Three major indexes saw first negative week in 10 weeks, with Nasdaq seeing the biggest decline of ~3.25%. This was the worst weekly performance ever since the month of September. S&P 500 and Dow Jones saw a decline of ~1.52% and ~0.59%, respectively. Global indexes were seen fluctuating on Friday as traders continued to assess the economic data points to determine whether or not the US Fed will start reducing the interest rates. Analysts are also assessing when the apex bank will start to cut the rates. 

But what was the main reason for this upward momentum? Was the increase led by big technology giants?

Stocks increased on favourable jobs report

Well, stronger economic data report supported the movement on Friday. Stocks increased on favourable jobs report as all the leading indexes closed higher. Index saw an increase of ~0.18% to close the session at ~4,697.24 levels, with Nasdaq Composite adding ~0.09% to close at ~14,524.07 levels. The Dow Jones Industrial Average inched up higher by ~25.77 points, or 0.07%, to settle at ~37,466.11 levels. 

US economy was able to add more jobs than the expectations in the month of December, with non-farm payrolls increasing ~216,000. Economists tracked by Dow Jones were anticipating a gain of ~170,000 for previous month.

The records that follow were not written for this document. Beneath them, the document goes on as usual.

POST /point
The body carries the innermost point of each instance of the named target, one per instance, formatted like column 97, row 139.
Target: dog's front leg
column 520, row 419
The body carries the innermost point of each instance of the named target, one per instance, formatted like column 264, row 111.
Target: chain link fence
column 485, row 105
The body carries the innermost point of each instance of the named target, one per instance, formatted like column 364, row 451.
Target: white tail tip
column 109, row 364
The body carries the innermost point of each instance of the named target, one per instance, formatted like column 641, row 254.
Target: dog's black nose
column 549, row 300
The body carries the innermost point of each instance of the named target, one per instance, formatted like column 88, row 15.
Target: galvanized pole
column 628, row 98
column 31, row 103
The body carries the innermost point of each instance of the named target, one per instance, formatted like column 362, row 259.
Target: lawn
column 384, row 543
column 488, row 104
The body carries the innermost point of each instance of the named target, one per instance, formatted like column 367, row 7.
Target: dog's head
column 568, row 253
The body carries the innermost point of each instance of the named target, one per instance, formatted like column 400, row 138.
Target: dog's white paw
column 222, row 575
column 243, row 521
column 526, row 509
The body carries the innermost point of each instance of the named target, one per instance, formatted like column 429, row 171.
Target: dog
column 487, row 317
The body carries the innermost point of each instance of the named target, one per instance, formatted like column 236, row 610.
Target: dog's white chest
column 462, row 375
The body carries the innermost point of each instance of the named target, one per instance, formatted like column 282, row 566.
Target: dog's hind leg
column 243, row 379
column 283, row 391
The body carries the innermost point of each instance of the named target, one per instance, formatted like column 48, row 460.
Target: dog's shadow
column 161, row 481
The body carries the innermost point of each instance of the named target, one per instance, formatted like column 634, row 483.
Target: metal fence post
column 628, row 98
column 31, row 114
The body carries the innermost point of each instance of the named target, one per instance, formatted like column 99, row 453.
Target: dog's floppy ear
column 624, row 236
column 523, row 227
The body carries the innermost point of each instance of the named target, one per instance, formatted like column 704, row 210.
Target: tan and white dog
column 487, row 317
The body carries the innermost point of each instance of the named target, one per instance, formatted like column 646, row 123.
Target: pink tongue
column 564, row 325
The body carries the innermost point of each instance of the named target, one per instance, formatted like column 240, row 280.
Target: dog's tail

Unemployment rate remained steady at ~3.7%, further emphasising about the continued labor strength.

Treasury yields touched higher

Due to this report, Treasury yields touched higher, with benchmark 10-Y rate reaching high of ~4.103%. 

What could be the potential implications about the strong labour market? Strong labor market might prompt the US Fed to delay the rate cuts, which traders are expecting. Before the Friday’s data, traders hoped that the US Fed will start to cut their rates as early as March. They were also expecting that the apex bank might reduce the rates by as many as 6 times in the current year. With the release of this report, many believe that these expectations need to be revisited. 

Since stocks increased on favourable jobs report, what’s more on investors’ wishlist in this uncertain economic environment? 

Well, we believe that investors want 3 things: lower inflation, a stable and consistent job market and rapid rate cuts. However, it is expected that investors will only get 1 out of 3 items which are present on their wishlist. Weekly winning streak of S&P 500 to close the year was the longest in around 2 decades. This led to the benchmark’s gain for the year of ~24%.